Department of Electrical Engineering and Computer Sciences, University of California, Berkeley, California, USA.
Magn Reson Med. 2017 Nov;78(5):1933-1943. doi: 10.1002/mrm.26596. Epub 2017 Jan 17.
To evaluate the magnetic susceptibility properties of different anatomical structures within the knee joint using quantitative susceptibility mapping (QSM).
A collagen tissue model was simulated and ex vivo animal cartilage experiments were conducted at 9.4 Tesla (T) to evaluate the B orientation-dependent magnetic susceptibility contrast observed in cartilage. Furthermore, nine volunteers (six healthy subjects without knee pain history and three patients with known knee injury, between 29 and 58 years old) were scanned using gradient-echo acquisitions on a high-field 7T MR scanner. Susceptibility values of different tissues were quantified and diseased cartilage and meniscus were compared against that of healthy volunteers.

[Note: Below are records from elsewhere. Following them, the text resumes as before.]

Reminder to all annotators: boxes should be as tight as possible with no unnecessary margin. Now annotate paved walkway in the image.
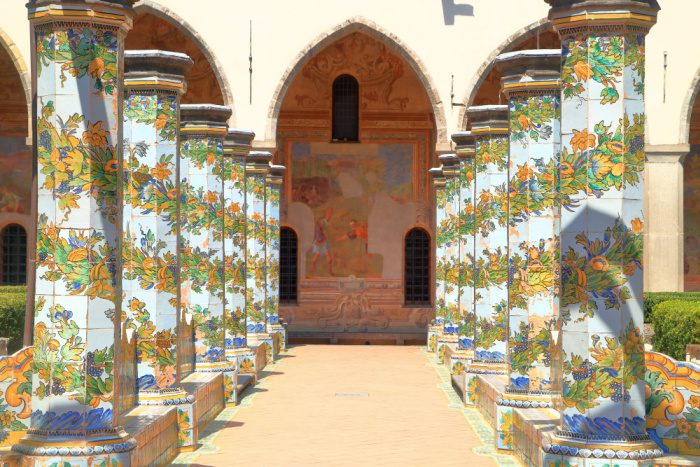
[176,345,515,467]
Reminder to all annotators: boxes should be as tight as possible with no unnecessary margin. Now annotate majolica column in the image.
[19,0,136,465]
[464,105,508,405]
[435,154,460,364]
[427,167,445,353]
[450,131,475,374]
[224,130,255,373]
[496,49,561,449]
[122,50,195,446]
[265,165,287,360]
[241,151,272,372]
[545,0,661,466]
[179,104,236,403]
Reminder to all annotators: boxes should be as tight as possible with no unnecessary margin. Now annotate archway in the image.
[272,23,441,342]
[125,0,234,113]
[458,18,561,129]
[681,69,700,291]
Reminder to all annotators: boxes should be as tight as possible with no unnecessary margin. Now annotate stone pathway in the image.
[175,345,517,467]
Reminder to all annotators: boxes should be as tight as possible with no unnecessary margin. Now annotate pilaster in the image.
[543,0,661,467]
[121,50,196,447]
[496,49,561,450]
[19,0,136,465]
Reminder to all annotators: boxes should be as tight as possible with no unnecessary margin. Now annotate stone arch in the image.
[457,18,561,130]
[265,16,449,146]
[126,0,235,125]
[678,67,700,144]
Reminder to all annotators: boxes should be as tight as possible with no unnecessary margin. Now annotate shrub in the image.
[644,292,700,323]
[0,291,27,353]
[652,300,700,360]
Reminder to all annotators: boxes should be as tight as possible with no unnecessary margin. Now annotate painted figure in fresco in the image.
[311,208,334,276]
[338,219,369,254]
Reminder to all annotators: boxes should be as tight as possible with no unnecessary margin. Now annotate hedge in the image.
[651,300,700,360]
[0,287,27,353]
[644,292,700,323]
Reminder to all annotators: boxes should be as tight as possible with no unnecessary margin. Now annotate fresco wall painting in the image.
[545,4,658,466]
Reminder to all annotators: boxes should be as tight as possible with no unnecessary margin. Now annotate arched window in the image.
[0,224,27,285]
[404,228,430,305]
[333,75,360,141]
[280,227,297,303]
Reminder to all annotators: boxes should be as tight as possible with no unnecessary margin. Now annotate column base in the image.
[12,428,136,466]
[137,388,197,449]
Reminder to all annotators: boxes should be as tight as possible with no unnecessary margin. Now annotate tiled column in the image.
[19,0,136,465]
[435,154,460,364]
[544,0,661,467]
[179,104,236,403]
[450,131,475,374]
[265,165,287,360]
[464,105,508,404]
[122,50,195,446]
[241,151,272,374]
[224,130,255,380]
[428,167,445,353]
[496,49,561,449]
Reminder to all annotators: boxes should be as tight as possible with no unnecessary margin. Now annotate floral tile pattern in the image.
[180,135,225,365]
[122,88,179,391]
[223,155,246,348]
[474,134,508,362]
[508,90,560,392]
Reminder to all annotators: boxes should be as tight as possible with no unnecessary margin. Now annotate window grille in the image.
[0,224,27,285]
[280,227,297,303]
[333,75,360,141]
[404,228,430,305]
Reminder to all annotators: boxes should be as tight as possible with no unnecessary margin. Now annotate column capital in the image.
[180,104,232,138]
[496,49,561,97]
[124,50,194,95]
[265,165,287,187]
[467,105,508,137]
[245,151,272,176]
[224,128,255,157]
[452,131,476,161]
[27,0,136,35]
[545,0,660,33]
[644,144,690,164]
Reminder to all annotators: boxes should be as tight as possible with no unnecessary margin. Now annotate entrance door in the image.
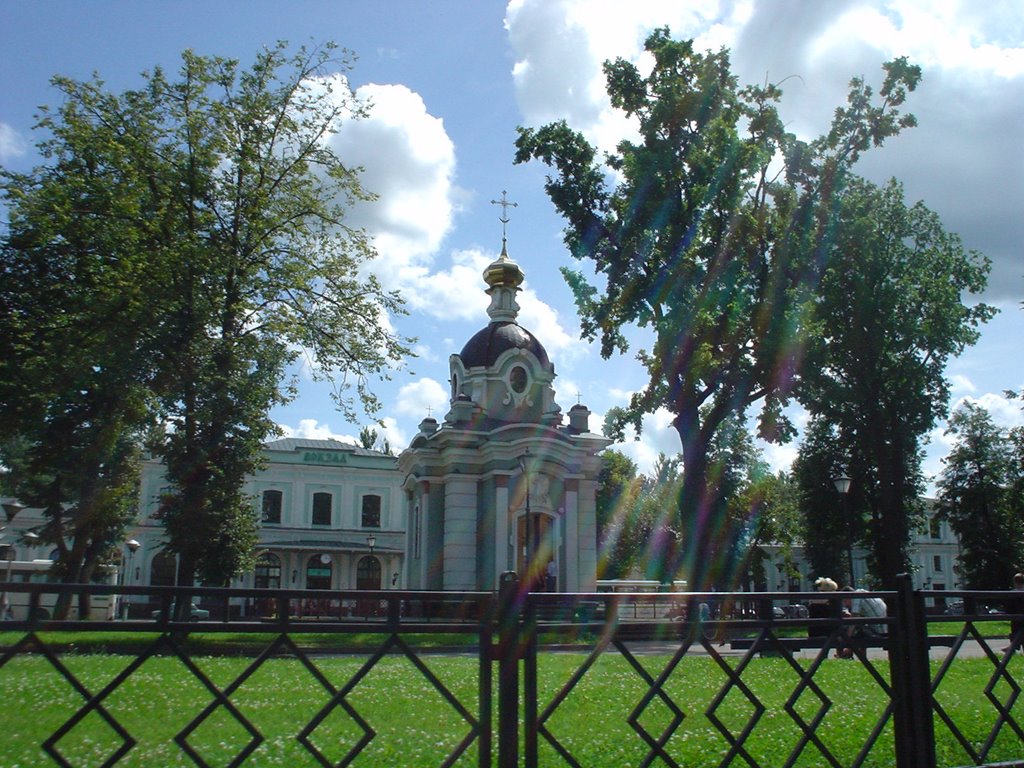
[515,512,552,589]
[355,555,381,590]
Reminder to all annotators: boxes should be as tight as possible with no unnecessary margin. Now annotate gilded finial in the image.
[490,189,519,255]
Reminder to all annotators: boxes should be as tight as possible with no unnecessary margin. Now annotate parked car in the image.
[153,603,210,622]
[782,603,809,618]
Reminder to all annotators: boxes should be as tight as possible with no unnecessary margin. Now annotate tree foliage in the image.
[801,177,993,588]
[516,29,920,586]
[0,70,161,615]
[4,44,409,584]
[939,402,1024,590]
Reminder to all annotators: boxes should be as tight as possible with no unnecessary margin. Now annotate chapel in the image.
[398,238,611,592]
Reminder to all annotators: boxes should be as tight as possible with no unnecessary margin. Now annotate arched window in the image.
[254,552,281,590]
[150,551,178,587]
[313,494,331,525]
[261,490,285,525]
[355,555,381,590]
[361,494,381,528]
[306,555,331,590]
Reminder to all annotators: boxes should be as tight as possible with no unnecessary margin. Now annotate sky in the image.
[0,0,1024,487]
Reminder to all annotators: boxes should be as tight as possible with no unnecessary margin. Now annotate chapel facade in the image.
[398,239,610,592]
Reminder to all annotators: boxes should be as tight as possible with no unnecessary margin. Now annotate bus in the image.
[0,560,118,622]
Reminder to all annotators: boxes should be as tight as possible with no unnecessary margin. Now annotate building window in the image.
[361,494,381,528]
[355,555,381,590]
[150,551,178,587]
[255,552,281,590]
[260,490,285,525]
[306,555,331,590]
[413,504,420,557]
[509,366,529,394]
[313,494,332,525]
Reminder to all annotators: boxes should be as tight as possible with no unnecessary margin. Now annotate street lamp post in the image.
[833,474,857,587]
[518,449,537,592]
[121,539,141,622]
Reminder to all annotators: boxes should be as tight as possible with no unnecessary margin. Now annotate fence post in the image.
[889,573,936,768]
[498,570,522,768]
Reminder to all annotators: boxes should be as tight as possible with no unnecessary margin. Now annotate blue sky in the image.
[0,0,1024,483]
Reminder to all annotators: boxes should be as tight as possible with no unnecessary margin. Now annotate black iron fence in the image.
[0,574,1024,768]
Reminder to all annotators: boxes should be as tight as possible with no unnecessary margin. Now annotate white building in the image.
[126,438,406,589]
[762,499,964,604]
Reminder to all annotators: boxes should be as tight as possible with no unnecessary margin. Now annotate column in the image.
[560,480,580,592]
[443,476,476,590]
[577,480,597,592]
[495,476,515,584]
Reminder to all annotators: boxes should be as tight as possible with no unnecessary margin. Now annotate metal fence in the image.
[0,574,1024,768]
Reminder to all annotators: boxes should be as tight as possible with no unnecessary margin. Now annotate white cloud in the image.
[949,392,1024,429]
[278,419,359,445]
[374,416,409,454]
[949,374,978,392]
[395,376,450,421]
[417,249,497,321]
[811,0,1024,78]
[591,408,680,474]
[506,0,752,150]
[0,123,29,165]
[331,84,457,293]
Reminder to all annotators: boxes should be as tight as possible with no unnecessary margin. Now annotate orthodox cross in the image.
[490,189,519,243]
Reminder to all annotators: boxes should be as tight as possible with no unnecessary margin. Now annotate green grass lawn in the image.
[0,636,1024,768]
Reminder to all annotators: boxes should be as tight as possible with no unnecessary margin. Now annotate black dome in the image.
[459,323,551,369]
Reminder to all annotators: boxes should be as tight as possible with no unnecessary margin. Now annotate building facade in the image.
[125,438,406,602]
[398,245,610,592]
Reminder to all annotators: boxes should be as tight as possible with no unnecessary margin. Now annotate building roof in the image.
[263,437,387,456]
[459,323,551,369]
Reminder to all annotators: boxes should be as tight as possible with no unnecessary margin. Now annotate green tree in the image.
[938,402,1024,590]
[516,29,920,587]
[801,177,994,589]
[6,44,409,598]
[712,416,798,590]
[793,417,865,586]
[0,79,161,615]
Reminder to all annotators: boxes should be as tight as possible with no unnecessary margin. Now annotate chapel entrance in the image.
[515,512,554,590]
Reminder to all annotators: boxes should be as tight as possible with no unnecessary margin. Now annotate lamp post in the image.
[0,544,14,621]
[121,539,141,622]
[3,502,25,522]
[517,449,537,592]
[833,474,857,587]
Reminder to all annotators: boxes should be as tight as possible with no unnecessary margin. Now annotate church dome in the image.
[459,323,551,369]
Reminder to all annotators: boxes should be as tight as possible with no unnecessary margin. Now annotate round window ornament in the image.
[509,366,529,394]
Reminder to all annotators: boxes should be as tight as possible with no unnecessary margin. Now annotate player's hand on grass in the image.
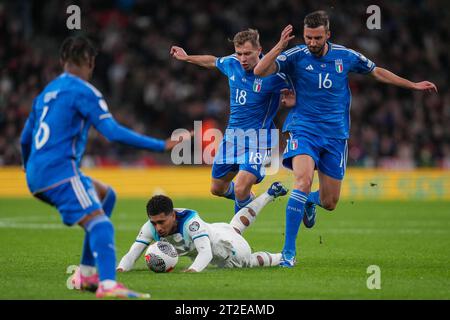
[281,89,295,108]
[277,24,295,50]
[170,46,188,61]
[165,130,194,151]
[414,81,438,92]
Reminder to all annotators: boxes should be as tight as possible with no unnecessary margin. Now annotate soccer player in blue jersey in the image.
[170,29,290,212]
[21,37,187,298]
[255,11,437,267]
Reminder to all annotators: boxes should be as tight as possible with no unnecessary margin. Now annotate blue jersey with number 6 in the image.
[21,73,165,193]
[275,42,375,139]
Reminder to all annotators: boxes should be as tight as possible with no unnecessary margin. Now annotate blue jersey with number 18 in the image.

Simulation and ex vivo animal cartilage experiments demonstrated that collagen fibrils exhibit an anisotropic susceptibility. A gradual change of magnetic susceptibility was observed in the articular cartilage from the superficial zone to the deep zone, forming a multilayer ultrastructure consistent with anisotropy of collagen fibrils. Meniscal tears caused a clear reduction of susceptibility contrast between the injured meniscus and surrounding cartilage illustrated by a loss of the sharp boundaries between the two. Moreover, QSM showed more dramatic contrast in the focal degenerated articular cartilage than R2* mapping.

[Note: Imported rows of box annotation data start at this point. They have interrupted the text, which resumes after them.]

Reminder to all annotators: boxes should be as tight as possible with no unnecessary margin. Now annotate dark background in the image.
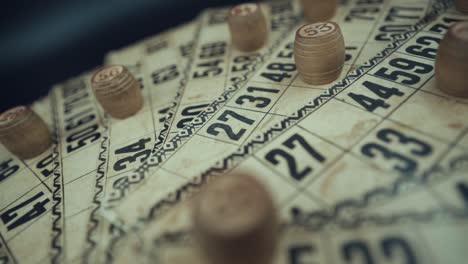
[0,0,240,112]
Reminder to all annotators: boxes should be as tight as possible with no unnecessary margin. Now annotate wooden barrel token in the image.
[455,0,468,14]
[228,3,268,52]
[91,65,143,118]
[294,22,345,85]
[193,174,278,264]
[435,21,468,98]
[301,0,338,23]
[0,106,52,159]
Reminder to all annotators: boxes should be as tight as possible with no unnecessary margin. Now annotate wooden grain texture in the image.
[193,174,277,264]
[294,22,345,85]
[0,106,51,159]
[228,3,268,52]
[91,65,143,119]
[435,21,468,98]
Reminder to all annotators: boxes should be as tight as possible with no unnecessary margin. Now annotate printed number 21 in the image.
[265,134,325,181]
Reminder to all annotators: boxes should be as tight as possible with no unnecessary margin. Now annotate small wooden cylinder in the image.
[301,0,338,23]
[455,0,468,14]
[435,21,468,98]
[228,3,268,52]
[193,174,278,264]
[91,65,143,118]
[294,22,345,85]
[0,106,52,159]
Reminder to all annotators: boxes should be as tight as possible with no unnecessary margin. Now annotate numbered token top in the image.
[92,65,124,84]
[91,65,143,118]
[194,174,277,264]
[231,3,259,16]
[91,65,135,96]
[435,21,468,98]
[297,22,338,39]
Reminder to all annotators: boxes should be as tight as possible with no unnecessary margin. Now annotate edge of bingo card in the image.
[137,0,468,226]
[104,1,300,205]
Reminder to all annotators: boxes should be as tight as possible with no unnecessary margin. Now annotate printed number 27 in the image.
[265,134,325,181]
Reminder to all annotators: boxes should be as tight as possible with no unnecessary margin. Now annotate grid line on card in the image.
[131,1,449,231]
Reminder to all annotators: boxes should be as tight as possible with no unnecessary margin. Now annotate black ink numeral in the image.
[114,138,151,171]
[265,134,325,181]
[0,159,19,182]
[0,192,49,231]
[206,110,255,141]
[361,129,432,175]
[348,81,404,112]
[375,58,434,85]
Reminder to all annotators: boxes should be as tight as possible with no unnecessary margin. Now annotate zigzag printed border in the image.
[151,22,202,156]
[107,0,458,260]
[140,0,451,222]
[105,1,301,204]
[109,1,301,204]
[82,114,109,263]
[50,92,64,263]
[153,153,468,250]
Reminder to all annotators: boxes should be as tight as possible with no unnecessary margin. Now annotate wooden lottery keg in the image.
[0,106,51,159]
[294,22,345,85]
[435,21,468,98]
[91,65,143,118]
[228,3,268,52]
[193,174,278,264]
[301,0,338,23]
[455,0,468,14]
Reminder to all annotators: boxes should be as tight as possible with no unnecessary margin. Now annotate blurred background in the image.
[0,0,241,112]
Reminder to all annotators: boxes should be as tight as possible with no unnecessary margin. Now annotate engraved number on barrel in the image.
[361,128,432,175]
[405,36,441,60]
[299,23,335,37]
[265,134,325,181]
[0,159,19,182]
[0,192,49,231]
[206,110,255,141]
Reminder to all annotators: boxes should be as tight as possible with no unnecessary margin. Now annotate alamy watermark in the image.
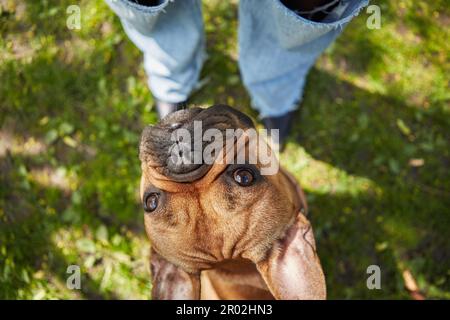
[66,4,81,30]
[366,264,381,290]
[66,264,81,290]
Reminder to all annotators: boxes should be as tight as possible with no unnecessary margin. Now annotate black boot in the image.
[262,111,295,151]
[155,100,187,120]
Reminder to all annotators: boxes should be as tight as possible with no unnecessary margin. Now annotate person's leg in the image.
[106,0,205,117]
[239,0,368,139]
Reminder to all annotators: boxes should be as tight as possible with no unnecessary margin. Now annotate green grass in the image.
[0,0,450,299]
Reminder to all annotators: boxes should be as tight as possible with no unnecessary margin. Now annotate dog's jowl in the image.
[140,105,326,299]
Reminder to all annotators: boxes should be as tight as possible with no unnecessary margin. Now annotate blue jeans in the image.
[106,0,369,117]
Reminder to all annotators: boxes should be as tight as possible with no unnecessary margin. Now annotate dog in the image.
[139,105,326,300]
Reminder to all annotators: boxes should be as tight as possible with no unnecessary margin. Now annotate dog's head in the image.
[140,105,325,298]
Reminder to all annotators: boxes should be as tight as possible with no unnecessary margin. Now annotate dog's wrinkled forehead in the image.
[139,105,254,182]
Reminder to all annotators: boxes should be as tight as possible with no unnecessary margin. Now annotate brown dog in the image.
[140,105,326,299]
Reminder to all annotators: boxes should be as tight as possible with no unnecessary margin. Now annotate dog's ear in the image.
[150,250,200,300]
[256,213,326,300]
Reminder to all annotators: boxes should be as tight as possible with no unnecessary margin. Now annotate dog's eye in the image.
[144,192,159,212]
[233,168,254,187]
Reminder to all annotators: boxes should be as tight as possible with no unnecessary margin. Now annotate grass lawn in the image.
[0,0,450,299]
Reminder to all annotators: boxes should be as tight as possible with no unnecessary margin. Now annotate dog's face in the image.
[140,106,321,300]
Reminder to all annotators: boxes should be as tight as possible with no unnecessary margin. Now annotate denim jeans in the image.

The arrangement of the collagen fibrils is significant, and likely the most dominant source of magnetic susceptibility anisotropy. Quantitative susceptibility mapping offers a means to characterize magnetic susceptibility properties of tissues in the knee joint. It is sensitive to collagen damage or degeneration and may be useful for evaluating the status of knee diseases, such as meniscal tears and cartilage disease. Magn Reson Med 78:1933-1943, 2017. © 2017 International Society for Magnetic Resonance in Medicine.
使用定量磁化率映射(QSM)评估膝关节内不同解剖结构的磁化率特性。
模拟胶原组织模型,并在 9.4T 下进行离体动物软骨实验,以评估软骨中观察到的 B 取向依赖性磁化率对比。此外,在一台高场 7T 磁共振扫描仪上使用梯度回波采集对 9 名志愿者(6 名无膝关节疼痛史的健康受试者和 3 名已知膝关节损伤的患者,年龄 29 至 58 岁)进行扫描。定量分析了不同组织的磁化率值,并将病变软骨和半月板与健康志愿者进行了比较。

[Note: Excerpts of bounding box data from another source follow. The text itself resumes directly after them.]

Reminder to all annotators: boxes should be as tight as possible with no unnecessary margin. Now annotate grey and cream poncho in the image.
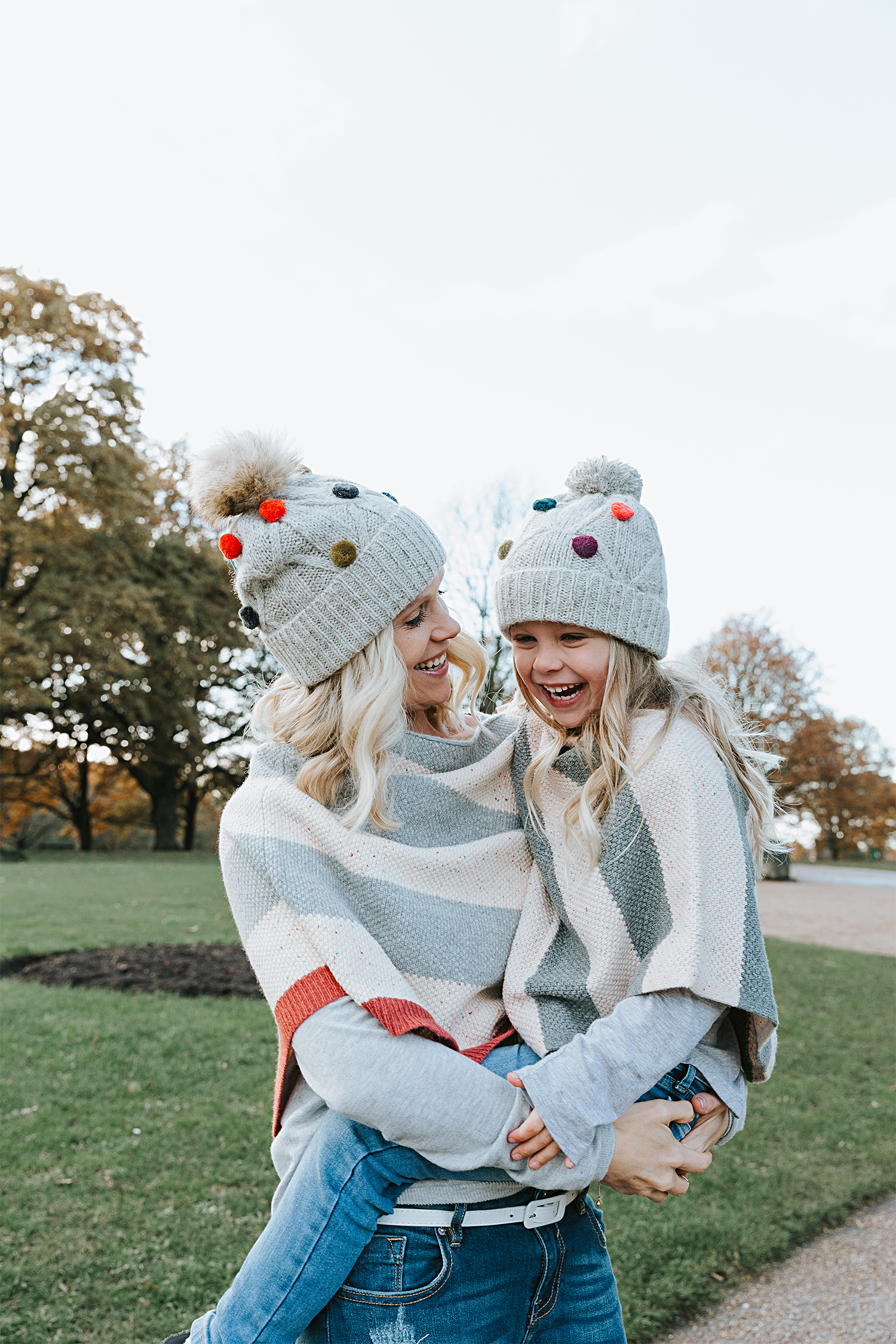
[504,711,778,1082]
[220,718,532,1133]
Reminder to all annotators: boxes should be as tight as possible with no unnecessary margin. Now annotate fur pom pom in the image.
[566,457,643,500]
[189,430,308,527]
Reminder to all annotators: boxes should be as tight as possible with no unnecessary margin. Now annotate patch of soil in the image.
[10,942,262,999]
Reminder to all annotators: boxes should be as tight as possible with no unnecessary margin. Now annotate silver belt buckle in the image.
[523,1195,567,1227]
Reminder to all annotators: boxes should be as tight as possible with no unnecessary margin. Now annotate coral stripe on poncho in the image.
[220,718,532,1133]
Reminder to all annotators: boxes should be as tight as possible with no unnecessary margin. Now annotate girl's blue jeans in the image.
[191,1046,711,1344]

模拟和离体动物软骨实验表明,胶原纤维表现出各向异性磁化率。关节软骨从表面层到深层呈现出逐渐变化的磁化率,形成了与胶原纤维各向异性一致的多层超微结构。半月板撕裂导致损伤半月板和周围软骨之间的磁化率对比明显降低,表现为两者之间的边界变得模糊。此外,与 R2*映射相比,QSM 在局灶性退行性关节软骨中显示出更明显的对比度。
胶原纤维的排列是显著的,并且可能是磁化率各向异性的最主要来源。定量磁化率映射提供了一种表征膝关节组织磁化率特性的方法。它对胶原损伤或退变敏感,可能有助于评估半月板撕裂和软骨疾病等膝关节疾病的状况。磁共振医学 78:1933-1943,2017。© 2017 国际磁共振学会。